Las ciudades tienen alma, y hay cineastas que saben retratarla fielmente. La historia escrita por Ron Nyswaner recorre diferentes lugares de una de las ciudades más progresistas, con toda la carga de los prejuicios y los miedos de una sociedad que predicaba unas cosas mientras que hacía otras. Pensaba en estas cosas cuando, de repente, en el minuto 1:19 de la película, me doy cuenta de que al apartamento de Tom Hanks (un loft precioso con paredes verdes), se ve colgado un cartel de la fiesta mayor de Barcelona, el año de las Olimpiadas: Mercè 92. Visto en perspectiva, pienso que no puede ser casualidad. Alguien colgó aquel cartel detrás de Tom Hanks y Denzel Washington a propósito. Podrían haber colgado una fotografía de la Torre Eiffel o del Big Ben de Londres, pero pusieron un cartel de La Mercè.
Salvando las distancias, la Costa Este de los Estados Unidos, de Boston a Washington, es tan larga como Catalunya desde Cadaqués a Alcanar. Philly tiene aproximadamente 1,5 millones de habitantes, casi como los 1,6 de Barcelona.

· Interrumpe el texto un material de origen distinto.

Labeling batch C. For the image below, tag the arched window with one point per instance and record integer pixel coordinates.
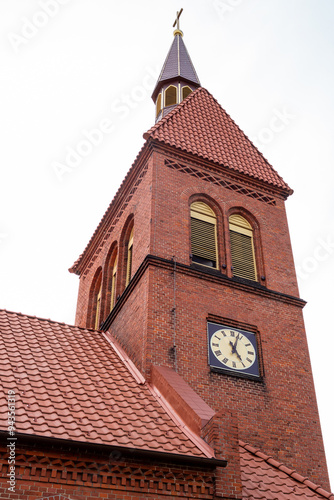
(185, 92)
(170, 96)
(159, 104)
(95, 296)
(98, 308)
(242, 248)
(203, 235)
(129, 258)
(113, 283)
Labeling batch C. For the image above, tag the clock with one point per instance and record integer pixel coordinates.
(233, 350)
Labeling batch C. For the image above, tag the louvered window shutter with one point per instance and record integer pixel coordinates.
(203, 235)
(242, 248)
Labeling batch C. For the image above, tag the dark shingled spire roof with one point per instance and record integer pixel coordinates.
(177, 65)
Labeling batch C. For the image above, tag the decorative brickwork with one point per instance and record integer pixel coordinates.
(87, 473)
(220, 181)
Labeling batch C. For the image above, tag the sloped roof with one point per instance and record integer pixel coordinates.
(199, 125)
(267, 479)
(177, 65)
(75, 384)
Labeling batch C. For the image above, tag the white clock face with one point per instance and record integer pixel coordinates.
(233, 349)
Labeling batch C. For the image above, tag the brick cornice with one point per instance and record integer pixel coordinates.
(228, 173)
(75, 466)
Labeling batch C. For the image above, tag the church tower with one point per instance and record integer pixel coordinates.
(191, 268)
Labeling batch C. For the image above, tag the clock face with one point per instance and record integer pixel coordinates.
(233, 350)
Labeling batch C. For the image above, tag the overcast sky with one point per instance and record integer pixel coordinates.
(69, 67)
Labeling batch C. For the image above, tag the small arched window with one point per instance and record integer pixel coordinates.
(242, 248)
(129, 259)
(185, 92)
(203, 235)
(170, 96)
(113, 283)
(159, 104)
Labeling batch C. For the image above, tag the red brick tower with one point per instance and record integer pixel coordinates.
(191, 268)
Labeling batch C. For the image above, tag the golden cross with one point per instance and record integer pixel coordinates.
(177, 20)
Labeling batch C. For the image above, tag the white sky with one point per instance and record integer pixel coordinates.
(89, 61)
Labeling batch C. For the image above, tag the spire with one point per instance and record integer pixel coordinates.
(178, 77)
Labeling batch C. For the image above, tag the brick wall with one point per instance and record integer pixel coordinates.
(172, 300)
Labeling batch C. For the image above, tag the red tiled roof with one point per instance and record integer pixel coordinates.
(266, 479)
(199, 125)
(72, 383)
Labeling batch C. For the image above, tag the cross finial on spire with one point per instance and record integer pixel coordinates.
(177, 20)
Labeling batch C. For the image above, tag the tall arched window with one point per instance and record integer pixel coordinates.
(95, 296)
(242, 248)
(159, 104)
(98, 308)
(185, 92)
(170, 96)
(203, 235)
(113, 283)
(129, 259)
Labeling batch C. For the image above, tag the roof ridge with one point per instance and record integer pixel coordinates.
(202, 445)
(48, 320)
(287, 470)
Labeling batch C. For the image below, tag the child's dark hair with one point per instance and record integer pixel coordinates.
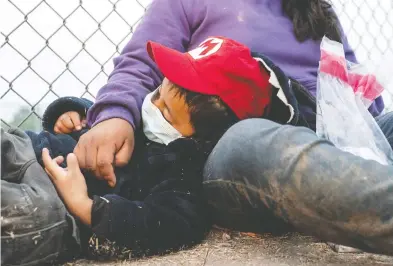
(209, 115)
(312, 19)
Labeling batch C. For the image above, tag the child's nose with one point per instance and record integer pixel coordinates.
(158, 103)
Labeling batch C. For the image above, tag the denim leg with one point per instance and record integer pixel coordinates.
(385, 122)
(260, 170)
(36, 228)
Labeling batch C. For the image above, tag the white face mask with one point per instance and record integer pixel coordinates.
(155, 126)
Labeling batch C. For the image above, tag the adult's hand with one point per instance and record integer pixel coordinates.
(108, 144)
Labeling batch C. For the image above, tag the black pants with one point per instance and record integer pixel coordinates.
(266, 177)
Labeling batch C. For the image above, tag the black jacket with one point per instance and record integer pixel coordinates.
(157, 204)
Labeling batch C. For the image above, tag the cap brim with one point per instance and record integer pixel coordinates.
(176, 66)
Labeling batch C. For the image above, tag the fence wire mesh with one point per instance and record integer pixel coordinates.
(54, 48)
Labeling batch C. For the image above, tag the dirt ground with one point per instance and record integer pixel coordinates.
(233, 248)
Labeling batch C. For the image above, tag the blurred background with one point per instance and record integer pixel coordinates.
(55, 48)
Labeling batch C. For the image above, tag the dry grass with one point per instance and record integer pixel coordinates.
(233, 248)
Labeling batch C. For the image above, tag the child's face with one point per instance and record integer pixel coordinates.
(173, 108)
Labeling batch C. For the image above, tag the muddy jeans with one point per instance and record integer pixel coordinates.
(36, 228)
(265, 177)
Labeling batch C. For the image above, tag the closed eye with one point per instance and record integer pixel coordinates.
(156, 94)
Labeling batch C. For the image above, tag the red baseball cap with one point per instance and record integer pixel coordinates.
(218, 66)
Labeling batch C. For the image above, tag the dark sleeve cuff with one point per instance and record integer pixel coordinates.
(100, 215)
(61, 106)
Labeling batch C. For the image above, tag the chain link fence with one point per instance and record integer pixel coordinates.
(54, 48)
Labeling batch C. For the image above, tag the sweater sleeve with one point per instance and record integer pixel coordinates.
(164, 220)
(135, 74)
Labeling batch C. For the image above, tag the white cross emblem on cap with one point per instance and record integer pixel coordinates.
(208, 47)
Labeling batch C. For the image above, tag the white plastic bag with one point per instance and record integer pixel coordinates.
(344, 92)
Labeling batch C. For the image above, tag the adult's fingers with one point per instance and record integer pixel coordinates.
(123, 156)
(76, 120)
(105, 162)
(73, 165)
(59, 160)
(79, 151)
(51, 166)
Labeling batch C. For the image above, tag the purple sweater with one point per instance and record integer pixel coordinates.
(182, 25)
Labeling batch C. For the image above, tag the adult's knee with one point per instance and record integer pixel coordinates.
(231, 151)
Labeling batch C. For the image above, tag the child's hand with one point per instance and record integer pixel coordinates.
(70, 184)
(69, 122)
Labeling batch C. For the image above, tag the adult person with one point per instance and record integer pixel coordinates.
(297, 177)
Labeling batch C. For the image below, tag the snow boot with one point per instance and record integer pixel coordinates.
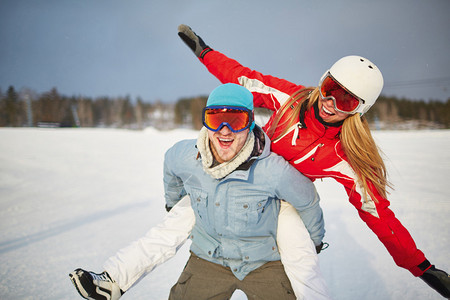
(95, 286)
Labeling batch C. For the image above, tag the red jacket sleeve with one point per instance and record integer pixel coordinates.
(388, 229)
(268, 91)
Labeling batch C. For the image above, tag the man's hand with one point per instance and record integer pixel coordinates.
(193, 41)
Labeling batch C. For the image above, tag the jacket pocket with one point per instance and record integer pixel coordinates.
(199, 200)
(248, 212)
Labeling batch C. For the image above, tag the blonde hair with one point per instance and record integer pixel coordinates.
(357, 142)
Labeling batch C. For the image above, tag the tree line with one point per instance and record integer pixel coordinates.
(51, 109)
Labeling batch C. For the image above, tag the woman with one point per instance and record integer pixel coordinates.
(322, 132)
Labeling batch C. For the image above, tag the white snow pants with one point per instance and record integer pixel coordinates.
(160, 243)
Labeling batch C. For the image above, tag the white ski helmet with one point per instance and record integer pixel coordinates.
(359, 76)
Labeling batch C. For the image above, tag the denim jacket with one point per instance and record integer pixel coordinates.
(236, 216)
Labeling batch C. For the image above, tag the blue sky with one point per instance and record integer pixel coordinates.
(131, 48)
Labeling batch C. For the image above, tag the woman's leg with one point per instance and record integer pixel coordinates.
(159, 244)
(298, 255)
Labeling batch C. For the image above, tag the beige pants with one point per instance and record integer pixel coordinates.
(203, 280)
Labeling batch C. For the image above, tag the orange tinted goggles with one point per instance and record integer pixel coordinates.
(235, 118)
(344, 101)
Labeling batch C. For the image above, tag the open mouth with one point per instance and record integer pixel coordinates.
(326, 111)
(225, 142)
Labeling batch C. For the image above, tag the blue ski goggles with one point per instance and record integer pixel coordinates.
(234, 117)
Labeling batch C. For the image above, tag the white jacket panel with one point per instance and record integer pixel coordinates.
(298, 253)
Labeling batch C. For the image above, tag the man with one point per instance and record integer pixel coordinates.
(235, 185)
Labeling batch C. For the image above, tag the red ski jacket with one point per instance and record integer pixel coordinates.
(316, 151)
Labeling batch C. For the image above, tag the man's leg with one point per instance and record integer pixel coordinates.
(202, 279)
(267, 282)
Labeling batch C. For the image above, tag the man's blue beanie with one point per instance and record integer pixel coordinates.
(231, 94)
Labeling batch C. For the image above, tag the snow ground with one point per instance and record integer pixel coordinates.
(72, 197)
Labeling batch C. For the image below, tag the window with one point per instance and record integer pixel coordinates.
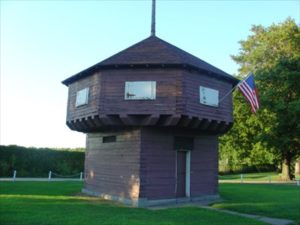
(82, 97)
(109, 139)
(209, 96)
(143, 90)
(183, 143)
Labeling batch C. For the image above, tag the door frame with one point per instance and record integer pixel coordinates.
(187, 172)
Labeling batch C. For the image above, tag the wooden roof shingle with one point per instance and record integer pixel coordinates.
(154, 52)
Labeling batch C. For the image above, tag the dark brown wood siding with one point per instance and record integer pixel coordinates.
(113, 168)
(158, 164)
(191, 84)
(158, 161)
(112, 99)
(204, 166)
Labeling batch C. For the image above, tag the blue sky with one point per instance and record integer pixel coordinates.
(44, 42)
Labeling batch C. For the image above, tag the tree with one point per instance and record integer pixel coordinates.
(273, 54)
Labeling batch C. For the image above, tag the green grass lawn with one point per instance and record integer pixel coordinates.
(254, 176)
(58, 203)
(281, 201)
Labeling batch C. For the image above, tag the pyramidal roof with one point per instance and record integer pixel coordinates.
(153, 51)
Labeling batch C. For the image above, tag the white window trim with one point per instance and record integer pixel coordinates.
(214, 91)
(153, 91)
(79, 102)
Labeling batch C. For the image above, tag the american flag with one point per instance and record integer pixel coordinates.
(247, 87)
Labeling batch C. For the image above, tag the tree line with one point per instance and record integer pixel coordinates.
(37, 162)
(272, 135)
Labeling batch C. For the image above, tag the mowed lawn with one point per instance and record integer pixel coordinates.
(272, 200)
(55, 203)
(265, 176)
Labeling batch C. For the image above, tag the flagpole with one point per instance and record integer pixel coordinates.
(249, 74)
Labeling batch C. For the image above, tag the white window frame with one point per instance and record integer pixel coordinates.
(209, 96)
(128, 91)
(82, 97)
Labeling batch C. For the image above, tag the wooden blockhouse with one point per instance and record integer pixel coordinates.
(152, 114)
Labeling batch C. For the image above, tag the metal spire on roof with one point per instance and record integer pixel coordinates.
(153, 18)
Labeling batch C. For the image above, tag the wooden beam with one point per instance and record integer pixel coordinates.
(97, 121)
(91, 123)
(150, 120)
(213, 125)
(204, 124)
(195, 123)
(171, 120)
(184, 121)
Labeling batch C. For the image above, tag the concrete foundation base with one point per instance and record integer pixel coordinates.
(143, 202)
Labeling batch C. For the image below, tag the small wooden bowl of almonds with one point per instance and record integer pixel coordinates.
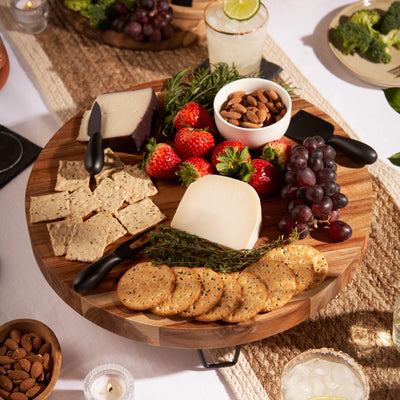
(253, 111)
(30, 360)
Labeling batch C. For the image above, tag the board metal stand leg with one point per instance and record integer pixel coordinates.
(222, 364)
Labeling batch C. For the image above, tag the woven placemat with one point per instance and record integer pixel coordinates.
(71, 70)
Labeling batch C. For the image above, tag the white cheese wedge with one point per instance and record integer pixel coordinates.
(127, 119)
(221, 209)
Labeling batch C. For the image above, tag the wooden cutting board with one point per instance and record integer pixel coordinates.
(102, 305)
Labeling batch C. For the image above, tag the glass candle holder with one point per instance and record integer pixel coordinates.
(31, 15)
(238, 43)
(109, 382)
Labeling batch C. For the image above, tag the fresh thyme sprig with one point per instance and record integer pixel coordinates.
(200, 86)
(177, 248)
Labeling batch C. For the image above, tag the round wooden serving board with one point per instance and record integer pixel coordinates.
(102, 305)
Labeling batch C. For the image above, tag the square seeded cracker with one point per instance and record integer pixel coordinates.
(139, 216)
(83, 201)
(71, 176)
(49, 207)
(89, 240)
(142, 187)
(61, 232)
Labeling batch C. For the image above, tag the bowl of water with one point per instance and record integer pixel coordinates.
(323, 374)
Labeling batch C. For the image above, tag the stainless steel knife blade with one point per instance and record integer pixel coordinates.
(94, 156)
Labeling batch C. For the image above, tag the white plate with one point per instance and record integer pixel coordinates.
(371, 72)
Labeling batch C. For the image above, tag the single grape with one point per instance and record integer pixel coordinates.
(334, 215)
(310, 144)
(339, 200)
(293, 203)
(326, 174)
(328, 151)
(340, 230)
(134, 30)
(306, 176)
(314, 193)
(329, 187)
(299, 150)
(323, 207)
(301, 213)
(316, 164)
(288, 192)
(290, 177)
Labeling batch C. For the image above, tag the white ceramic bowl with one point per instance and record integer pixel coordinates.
(252, 137)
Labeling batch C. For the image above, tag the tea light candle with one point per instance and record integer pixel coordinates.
(31, 15)
(109, 382)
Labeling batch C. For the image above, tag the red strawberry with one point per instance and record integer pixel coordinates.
(264, 177)
(195, 115)
(160, 160)
(229, 158)
(192, 169)
(277, 153)
(191, 142)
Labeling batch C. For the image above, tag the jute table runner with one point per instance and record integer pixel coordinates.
(70, 70)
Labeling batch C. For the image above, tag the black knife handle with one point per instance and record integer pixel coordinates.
(91, 276)
(94, 156)
(356, 150)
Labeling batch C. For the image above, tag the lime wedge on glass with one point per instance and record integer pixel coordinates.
(241, 10)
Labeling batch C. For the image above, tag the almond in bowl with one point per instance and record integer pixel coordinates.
(253, 111)
(30, 360)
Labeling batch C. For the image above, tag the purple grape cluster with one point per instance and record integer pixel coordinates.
(149, 21)
(313, 196)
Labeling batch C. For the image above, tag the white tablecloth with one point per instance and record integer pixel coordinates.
(300, 28)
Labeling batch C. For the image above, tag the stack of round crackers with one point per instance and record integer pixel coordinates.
(207, 296)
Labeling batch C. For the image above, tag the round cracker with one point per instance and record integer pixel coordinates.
(145, 285)
(186, 292)
(279, 280)
(254, 296)
(229, 301)
(320, 268)
(298, 258)
(210, 293)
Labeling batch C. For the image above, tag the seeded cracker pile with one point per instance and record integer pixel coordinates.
(84, 222)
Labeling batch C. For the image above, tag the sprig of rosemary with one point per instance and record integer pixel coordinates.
(177, 248)
(200, 85)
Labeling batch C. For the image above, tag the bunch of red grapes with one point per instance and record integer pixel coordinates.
(149, 21)
(313, 195)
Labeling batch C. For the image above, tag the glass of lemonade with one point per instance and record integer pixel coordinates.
(323, 374)
(234, 42)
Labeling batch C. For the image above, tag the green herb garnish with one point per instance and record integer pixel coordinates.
(200, 86)
(177, 248)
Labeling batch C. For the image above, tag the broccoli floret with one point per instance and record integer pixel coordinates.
(367, 18)
(78, 5)
(350, 37)
(378, 51)
(391, 19)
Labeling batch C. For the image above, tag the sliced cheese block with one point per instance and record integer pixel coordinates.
(221, 209)
(127, 120)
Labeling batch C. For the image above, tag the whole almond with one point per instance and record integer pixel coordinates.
(11, 344)
(34, 390)
(18, 396)
(26, 384)
(36, 369)
(17, 374)
(25, 364)
(19, 353)
(26, 342)
(15, 334)
(6, 383)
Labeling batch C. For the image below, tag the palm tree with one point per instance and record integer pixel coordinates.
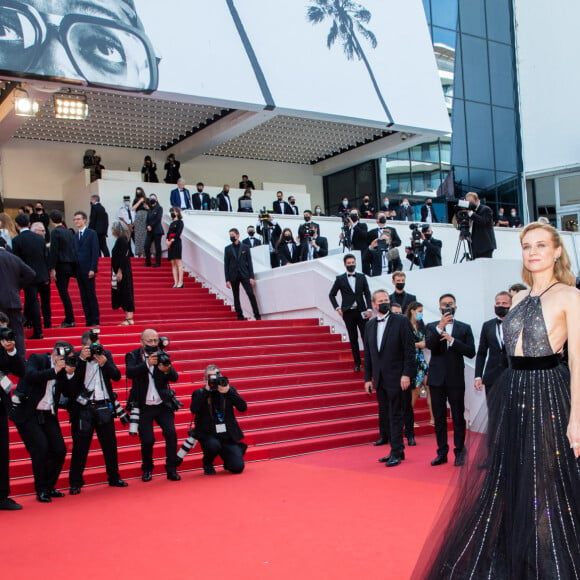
(348, 18)
(268, 98)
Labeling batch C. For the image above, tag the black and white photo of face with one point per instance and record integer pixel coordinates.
(100, 42)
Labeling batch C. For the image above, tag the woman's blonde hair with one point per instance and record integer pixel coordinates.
(562, 266)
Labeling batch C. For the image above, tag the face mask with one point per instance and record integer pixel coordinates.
(501, 311)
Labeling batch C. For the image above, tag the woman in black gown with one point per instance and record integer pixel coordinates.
(174, 246)
(516, 514)
(122, 275)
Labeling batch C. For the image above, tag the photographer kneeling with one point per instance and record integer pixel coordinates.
(216, 426)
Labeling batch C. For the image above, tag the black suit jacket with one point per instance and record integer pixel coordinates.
(361, 296)
(62, 247)
(447, 366)
(138, 371)
(15, 275)
(490, 350)
(202, 406)
(31, 249)
(238, 264)
(394, 357)
(482, 234)
(99, 219)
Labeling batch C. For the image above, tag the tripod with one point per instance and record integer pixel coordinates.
(464, 247)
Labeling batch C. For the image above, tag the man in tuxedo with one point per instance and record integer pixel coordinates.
(428, 213)
(224, 201)
(449, 340)
(239, 270)
(87, 247)
(389, 368)
(399, 296)
(99, 222)
(355, 307)
(62, 261)
(482, 235)
(491, 353)
(151, 395)
(31, 249)
(200, 199)
(280, 206)
(90, 406)
(180, 196)
(34, 412)
(11, 363)
(154, 231)
(252, 240)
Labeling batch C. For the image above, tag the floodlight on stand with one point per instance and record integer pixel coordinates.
(69, 106)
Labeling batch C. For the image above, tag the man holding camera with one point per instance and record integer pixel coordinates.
(216, 426)
(90, 405)
(34, 412)
(11, 363)
(151, 399)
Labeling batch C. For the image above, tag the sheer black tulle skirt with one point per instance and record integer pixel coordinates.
(515, 512)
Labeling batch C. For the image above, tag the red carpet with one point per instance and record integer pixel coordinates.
(337, 514)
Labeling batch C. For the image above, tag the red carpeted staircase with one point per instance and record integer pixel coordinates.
(296, 376)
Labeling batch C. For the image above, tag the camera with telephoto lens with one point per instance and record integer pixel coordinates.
(217, 380)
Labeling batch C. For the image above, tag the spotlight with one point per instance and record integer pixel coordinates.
(69, 106)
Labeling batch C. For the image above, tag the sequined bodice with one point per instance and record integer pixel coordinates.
(527, 319)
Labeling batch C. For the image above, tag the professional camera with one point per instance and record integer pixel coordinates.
(217, 380)
(187, 446)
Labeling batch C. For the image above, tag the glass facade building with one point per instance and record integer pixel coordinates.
(473, 41)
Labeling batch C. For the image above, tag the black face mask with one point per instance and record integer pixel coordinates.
(501, 311)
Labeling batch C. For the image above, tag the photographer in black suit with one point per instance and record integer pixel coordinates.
(239, 270)
(34, 411)
(355, 306)
(389, 368)
(482, 233)
(11, 363)
(151, 399)
(31, 249)
(90, 405)
(449, 341)
(216, 426)
(99, 222)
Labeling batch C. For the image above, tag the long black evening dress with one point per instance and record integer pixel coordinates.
(516, 514)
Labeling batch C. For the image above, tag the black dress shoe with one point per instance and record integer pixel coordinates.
(118, 482)
(439, 460)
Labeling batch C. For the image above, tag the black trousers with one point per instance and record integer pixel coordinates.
(164, 417)
(149, 240)
(42, 437)
(64, 272)
(81, 443)
(89, 299)
(354, 321)
(231, 452)
(250, 292)
(103, 245)
(456, 397)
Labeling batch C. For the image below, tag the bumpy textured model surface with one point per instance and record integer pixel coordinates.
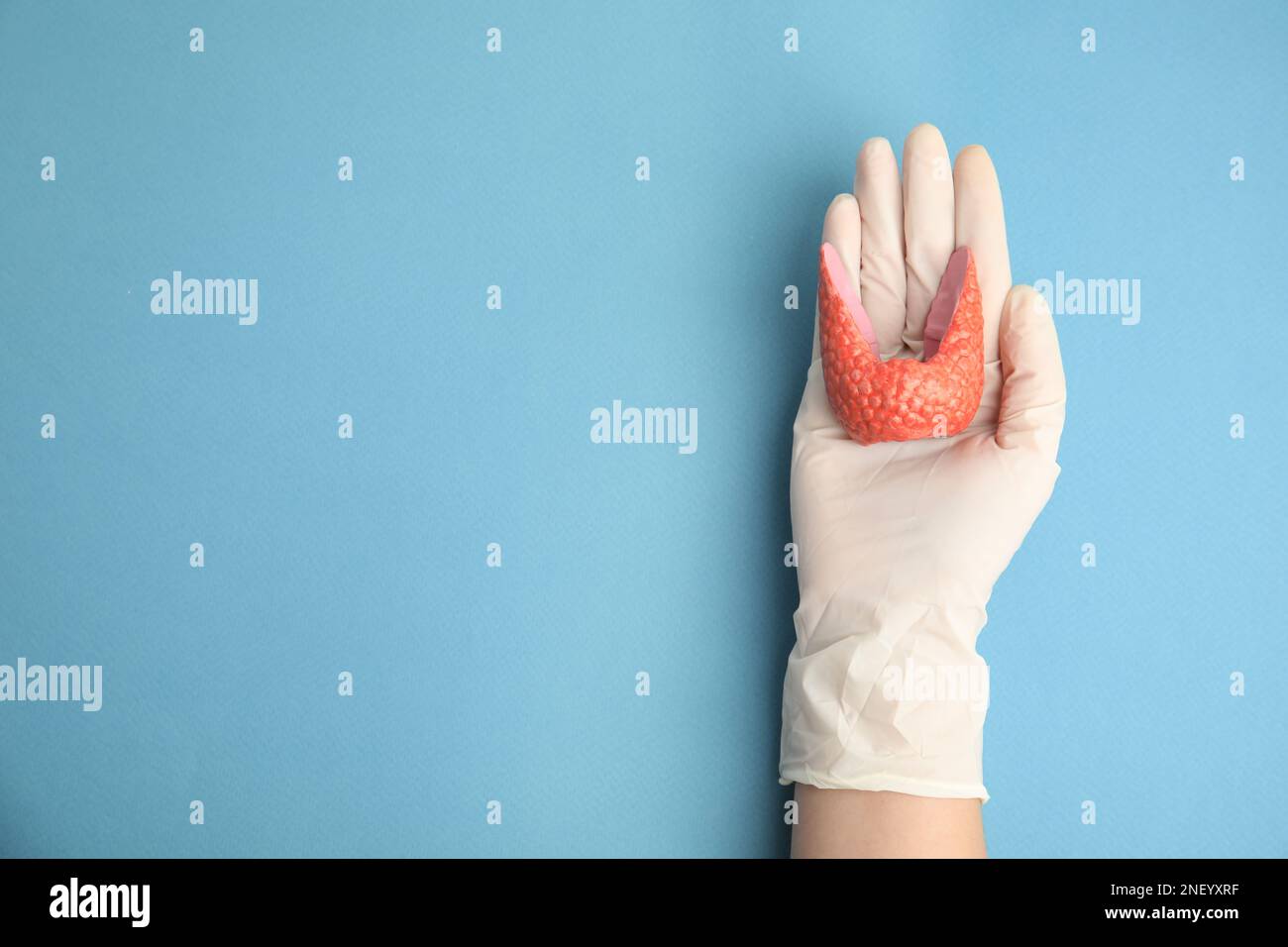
(903, 398)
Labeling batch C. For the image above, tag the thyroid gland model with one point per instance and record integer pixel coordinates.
(902, 398)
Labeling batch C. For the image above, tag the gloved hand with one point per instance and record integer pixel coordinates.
(901, 543)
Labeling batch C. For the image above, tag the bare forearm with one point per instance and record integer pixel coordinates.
(853, 823)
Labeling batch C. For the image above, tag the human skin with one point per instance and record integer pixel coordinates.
(896, 239)
(853, 823)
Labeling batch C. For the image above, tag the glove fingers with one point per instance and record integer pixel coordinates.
(927, 224)
(844, 231)
(1033, 393)
(980, 224)
(881, 270)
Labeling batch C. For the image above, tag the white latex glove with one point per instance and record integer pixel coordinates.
(901, 544)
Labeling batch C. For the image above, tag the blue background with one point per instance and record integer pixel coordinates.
(472, 427)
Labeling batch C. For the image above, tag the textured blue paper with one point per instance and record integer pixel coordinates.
(1109, 684)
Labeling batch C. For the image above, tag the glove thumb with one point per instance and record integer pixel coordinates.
(1031, 410)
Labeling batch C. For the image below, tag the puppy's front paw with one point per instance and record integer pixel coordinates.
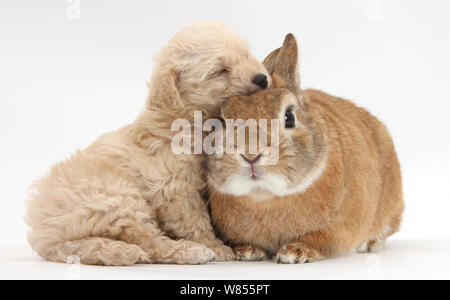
(297, 253)
(196, 254)
(223, 253)
(249, 253)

Dos ciudades con un puerto importante, que sufrieron la crisis del petróleo, y que sin grandes extensiones de propiedades monárquicas ni grandes palacios ni jardines, se han hecho a sí mismas gracias a una sólida base industrial. Ciudades que siempre votan a la izquierda de sus hinterlands y que se han distinguido por la excelencia educativa en materia política y urbana.
No hay método para hacer mejor una ciudad, ni estudios reglados, ni fórmulas mágicas. No hay una carrera que te habilite con un título para ejercer de alcalde, y se aprende básicamente por contraste, interrogándose y compartiendo dificultades y riesgos con otras ciudades. Este era el propósito del Aula Barcelona que creó Pasqual Maragall en el Cidob, donde fomentaba encuentros con otros alcaldes que hacía años que implementaban el uso de la bicicleta o impulsaban redes de frío y calor para ahorrar energía. Me gusta pensar que, a pesar de que somos muy catastrofistas, los catalanes también hemos sabido exportar buenas ideas urbanas y un espíritu, el de las fiestas de La Mercè, que quedó inmortalizado a una película tan importante y sensible como Philadelphia.